The hunt for prime acreage culminates in the title process. Oil & gas companies looking to lease a tract of land must first identify the current mineral and surface owners through the complicated process of running title. It is a moving target as mineral rights continuously change hands, are divided, and purchased. Murky processes, lack of standards, and redundancies create a minefield of hidden costs with a mineral ownership report often costing thousands in legal fees.
Running the Maze: Courthouse to Mineral Ownership Report
When trying to acquire acreage in the hot plays, like the Permian Basin, courthouses can be standing room only. Resulting in a frenzy that leaves E&P companies and land brokers throwing money and people at the problem often sacrificing accuracy for speed. Indeed, recent research reveals the number of title defects companies are willing to accept in favor of closing the deal.
Starting at physical and digital courthouses, land managers task field landmen with data mining vast volumes of land records. Key ownership data is extracted from title instruments and often recorded on physical note cards then manually collated in spreadsheets or legal pads. Chain of title and ownership calculations are usually done inside of a spreadsheet. Moreover, adding new data to the mix often requires landmen to backtrack and build reports again by hand.
Running title is a murky and manual process, in which provides little insight to the in-house landman on what’s happening in the field. It is a process devoid of standards and inherently prone to human error and duplication of effort, resulting in significantly more time being spent on title than is truly necessary.
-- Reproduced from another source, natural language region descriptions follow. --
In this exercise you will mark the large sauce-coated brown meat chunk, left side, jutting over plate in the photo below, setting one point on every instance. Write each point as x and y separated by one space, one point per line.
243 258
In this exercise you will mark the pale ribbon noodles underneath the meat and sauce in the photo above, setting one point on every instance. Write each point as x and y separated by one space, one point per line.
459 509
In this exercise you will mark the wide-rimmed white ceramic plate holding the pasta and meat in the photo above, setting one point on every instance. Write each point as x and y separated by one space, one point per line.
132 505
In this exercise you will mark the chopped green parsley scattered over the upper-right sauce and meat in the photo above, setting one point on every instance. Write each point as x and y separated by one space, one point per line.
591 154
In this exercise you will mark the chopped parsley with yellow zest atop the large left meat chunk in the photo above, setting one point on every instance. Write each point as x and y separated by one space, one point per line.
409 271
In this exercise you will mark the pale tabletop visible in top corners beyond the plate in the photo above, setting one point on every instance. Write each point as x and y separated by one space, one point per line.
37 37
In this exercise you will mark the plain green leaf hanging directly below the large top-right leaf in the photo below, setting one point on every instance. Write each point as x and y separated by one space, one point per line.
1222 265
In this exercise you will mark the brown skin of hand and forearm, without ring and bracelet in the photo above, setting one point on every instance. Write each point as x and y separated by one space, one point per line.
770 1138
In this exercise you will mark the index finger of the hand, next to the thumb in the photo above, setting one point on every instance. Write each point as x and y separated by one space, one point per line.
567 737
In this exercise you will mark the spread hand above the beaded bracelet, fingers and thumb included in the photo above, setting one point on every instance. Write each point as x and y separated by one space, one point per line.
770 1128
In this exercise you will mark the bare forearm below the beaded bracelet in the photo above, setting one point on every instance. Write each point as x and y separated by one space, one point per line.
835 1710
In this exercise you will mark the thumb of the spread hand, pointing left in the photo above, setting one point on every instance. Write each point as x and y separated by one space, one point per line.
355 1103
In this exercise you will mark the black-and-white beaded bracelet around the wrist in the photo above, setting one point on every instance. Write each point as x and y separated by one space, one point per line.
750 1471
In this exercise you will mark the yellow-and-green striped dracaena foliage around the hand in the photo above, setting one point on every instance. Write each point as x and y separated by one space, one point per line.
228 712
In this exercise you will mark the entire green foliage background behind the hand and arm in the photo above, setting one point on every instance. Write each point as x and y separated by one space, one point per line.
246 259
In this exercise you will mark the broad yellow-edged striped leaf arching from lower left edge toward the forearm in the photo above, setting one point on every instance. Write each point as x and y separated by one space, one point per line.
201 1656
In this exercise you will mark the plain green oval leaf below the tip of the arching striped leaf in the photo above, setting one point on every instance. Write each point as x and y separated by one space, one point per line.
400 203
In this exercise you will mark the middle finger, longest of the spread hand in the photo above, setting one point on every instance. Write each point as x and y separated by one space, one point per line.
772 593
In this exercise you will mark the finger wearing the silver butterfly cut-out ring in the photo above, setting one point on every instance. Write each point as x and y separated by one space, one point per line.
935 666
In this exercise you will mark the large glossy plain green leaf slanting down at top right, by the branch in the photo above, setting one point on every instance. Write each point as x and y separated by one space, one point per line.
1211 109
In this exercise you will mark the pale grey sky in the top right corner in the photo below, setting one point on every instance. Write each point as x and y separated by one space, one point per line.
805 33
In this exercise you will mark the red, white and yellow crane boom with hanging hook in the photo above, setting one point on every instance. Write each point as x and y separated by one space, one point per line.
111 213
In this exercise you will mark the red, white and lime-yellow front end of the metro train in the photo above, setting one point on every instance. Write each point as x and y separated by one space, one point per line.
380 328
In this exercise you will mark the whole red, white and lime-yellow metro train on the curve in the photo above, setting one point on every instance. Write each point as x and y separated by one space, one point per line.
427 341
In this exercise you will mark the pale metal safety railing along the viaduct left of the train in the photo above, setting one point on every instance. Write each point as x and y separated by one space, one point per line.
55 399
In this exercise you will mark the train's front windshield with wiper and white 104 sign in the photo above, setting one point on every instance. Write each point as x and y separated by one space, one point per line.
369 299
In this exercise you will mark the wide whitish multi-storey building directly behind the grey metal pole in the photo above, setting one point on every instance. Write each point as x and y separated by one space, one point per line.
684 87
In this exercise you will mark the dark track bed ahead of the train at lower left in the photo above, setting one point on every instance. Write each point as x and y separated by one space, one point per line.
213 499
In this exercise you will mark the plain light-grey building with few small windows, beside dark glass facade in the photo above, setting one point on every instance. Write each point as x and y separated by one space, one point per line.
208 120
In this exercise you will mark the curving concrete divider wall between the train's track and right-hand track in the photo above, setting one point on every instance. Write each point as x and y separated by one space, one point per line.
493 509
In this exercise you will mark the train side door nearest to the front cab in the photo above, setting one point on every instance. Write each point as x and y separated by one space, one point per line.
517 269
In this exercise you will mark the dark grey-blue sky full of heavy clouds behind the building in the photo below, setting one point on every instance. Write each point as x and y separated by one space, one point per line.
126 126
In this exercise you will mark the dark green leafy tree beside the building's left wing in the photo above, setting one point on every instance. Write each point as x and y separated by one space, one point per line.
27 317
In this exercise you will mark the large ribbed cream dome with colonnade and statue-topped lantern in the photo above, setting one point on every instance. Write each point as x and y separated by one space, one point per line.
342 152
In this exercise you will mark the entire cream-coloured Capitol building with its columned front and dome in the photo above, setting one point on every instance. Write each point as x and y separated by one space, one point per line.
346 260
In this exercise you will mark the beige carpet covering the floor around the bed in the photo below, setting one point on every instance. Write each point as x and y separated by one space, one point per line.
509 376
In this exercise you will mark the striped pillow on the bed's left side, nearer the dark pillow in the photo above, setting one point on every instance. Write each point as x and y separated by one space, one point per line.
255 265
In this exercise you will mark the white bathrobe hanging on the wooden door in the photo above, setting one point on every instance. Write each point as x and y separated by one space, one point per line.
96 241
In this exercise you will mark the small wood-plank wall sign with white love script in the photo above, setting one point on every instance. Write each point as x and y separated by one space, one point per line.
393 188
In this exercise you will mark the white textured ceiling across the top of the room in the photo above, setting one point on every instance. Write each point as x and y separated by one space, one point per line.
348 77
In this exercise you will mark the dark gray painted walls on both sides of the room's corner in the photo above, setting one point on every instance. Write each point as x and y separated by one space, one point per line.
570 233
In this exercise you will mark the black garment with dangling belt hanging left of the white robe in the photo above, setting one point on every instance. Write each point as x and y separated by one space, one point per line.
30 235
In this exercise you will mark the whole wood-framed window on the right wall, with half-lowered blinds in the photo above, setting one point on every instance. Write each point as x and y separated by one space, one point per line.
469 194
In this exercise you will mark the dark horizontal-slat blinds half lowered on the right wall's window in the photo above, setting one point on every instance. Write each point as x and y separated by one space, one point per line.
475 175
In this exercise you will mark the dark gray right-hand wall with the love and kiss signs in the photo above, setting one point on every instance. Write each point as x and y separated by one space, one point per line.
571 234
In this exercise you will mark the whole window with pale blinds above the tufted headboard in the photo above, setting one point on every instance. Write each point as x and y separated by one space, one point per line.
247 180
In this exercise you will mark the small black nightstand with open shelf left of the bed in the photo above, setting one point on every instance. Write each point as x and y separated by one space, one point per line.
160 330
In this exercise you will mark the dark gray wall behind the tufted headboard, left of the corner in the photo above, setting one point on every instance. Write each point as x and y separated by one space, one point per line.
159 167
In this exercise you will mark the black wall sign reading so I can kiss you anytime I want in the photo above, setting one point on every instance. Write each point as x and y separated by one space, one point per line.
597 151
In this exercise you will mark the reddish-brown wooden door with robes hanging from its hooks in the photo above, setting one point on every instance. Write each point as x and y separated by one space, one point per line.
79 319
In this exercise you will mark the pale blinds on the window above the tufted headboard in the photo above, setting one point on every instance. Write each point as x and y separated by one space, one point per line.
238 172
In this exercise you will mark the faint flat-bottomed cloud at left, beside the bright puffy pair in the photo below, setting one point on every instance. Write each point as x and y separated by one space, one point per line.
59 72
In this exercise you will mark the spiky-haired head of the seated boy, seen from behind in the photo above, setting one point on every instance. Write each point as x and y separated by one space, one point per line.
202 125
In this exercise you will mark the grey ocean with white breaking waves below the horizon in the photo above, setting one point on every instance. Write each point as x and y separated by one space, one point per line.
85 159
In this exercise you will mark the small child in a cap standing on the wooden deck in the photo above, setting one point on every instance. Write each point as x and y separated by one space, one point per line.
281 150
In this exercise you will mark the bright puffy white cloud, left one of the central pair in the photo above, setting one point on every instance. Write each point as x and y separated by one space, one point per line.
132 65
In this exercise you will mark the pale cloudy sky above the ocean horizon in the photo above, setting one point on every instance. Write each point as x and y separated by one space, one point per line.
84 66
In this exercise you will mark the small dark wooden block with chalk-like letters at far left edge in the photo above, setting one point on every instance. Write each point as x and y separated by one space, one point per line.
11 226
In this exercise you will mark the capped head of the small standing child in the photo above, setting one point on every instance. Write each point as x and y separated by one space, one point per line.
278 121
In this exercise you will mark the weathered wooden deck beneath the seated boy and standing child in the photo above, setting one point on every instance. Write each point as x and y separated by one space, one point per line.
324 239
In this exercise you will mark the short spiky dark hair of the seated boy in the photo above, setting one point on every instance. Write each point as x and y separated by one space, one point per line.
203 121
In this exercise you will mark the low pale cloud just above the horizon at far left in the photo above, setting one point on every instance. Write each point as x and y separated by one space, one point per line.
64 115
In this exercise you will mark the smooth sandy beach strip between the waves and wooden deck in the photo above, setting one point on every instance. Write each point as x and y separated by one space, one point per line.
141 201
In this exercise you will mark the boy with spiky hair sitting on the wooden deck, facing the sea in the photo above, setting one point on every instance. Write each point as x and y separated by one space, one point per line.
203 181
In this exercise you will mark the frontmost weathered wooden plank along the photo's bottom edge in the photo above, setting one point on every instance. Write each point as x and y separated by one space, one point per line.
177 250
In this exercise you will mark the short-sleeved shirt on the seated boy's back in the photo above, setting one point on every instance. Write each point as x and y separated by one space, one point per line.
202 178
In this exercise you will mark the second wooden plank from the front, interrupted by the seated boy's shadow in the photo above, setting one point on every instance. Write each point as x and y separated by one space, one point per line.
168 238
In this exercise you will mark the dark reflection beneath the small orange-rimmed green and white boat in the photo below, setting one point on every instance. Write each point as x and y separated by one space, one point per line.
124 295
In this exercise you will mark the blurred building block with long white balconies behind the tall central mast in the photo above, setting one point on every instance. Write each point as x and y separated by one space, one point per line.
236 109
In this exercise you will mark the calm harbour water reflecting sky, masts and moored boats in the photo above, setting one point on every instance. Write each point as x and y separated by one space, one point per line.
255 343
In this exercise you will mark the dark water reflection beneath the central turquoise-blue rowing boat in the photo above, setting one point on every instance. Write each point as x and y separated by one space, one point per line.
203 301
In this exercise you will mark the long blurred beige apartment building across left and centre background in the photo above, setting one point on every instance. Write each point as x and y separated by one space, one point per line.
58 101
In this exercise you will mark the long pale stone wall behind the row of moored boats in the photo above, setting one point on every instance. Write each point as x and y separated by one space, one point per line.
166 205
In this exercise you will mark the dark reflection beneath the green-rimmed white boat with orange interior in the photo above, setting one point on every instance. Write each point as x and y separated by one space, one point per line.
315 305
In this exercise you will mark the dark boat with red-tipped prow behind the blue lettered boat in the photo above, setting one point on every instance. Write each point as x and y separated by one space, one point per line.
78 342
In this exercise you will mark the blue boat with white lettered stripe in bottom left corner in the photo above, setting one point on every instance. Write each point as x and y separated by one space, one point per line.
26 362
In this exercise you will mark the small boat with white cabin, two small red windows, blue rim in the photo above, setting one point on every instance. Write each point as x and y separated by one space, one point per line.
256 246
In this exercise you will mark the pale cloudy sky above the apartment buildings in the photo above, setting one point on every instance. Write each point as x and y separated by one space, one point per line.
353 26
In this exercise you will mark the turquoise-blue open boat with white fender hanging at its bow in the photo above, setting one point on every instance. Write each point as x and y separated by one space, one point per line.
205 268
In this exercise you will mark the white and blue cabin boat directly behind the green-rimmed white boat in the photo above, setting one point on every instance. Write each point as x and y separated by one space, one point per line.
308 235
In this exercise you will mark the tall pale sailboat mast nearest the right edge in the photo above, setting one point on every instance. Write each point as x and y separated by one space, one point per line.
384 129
These hidden costs amount to a billion-dollar problem for an industry that spends billions annually on title.
Consider an example in which 8,000 acres are under consideration in West Texas. The tracts involved cover hundreds of surface and mineral owners who must be chained back to sovereignty. Billable time skyrockets as legal staff plow through thousands of instruments, manually perform calculations and prepare mineral ownership reports by hand. The most significant hidden cost of all is the risk companies assume through error-prone manual processes.
Bringing Transparency, Standards, and Accuracy to Title
Fundamentally, running title and generating a mineral ownership report is a data management problem. As such, land departments will benefit from the right technologies that allow for optimal management, validation, and governance of title information. Centralizing and standardizing the way ownership data is collected and managed brings much-needed transparency to the title process, allowing land brokers and in-house landmen to drive new efficiencies across title projects.
As much as 75% of the title process is manual and repetitive. Armed with the right tools, E&Ps can now accelerate title projects while increasing title accuracy by automating much of the process, including these steps:
- Centralized Workflow
- Flowchart Generation
- Instant Runsheet and Ownership Reports
- Accurate and Instant Calculations
By automating these steps, you can reduce the title process to just three phases: 1) landmen pull instruments, 2) input title data, and 3) verify mineral ownership report using the work product already built by the landman. Title management software will automatically generate the run sheet, chain of title and mineral ownership report for you. Combined with standardized data input, data validation, and a real-time view of title projects, E&P companies can run title faster, more accurately, and at significantly lower cost.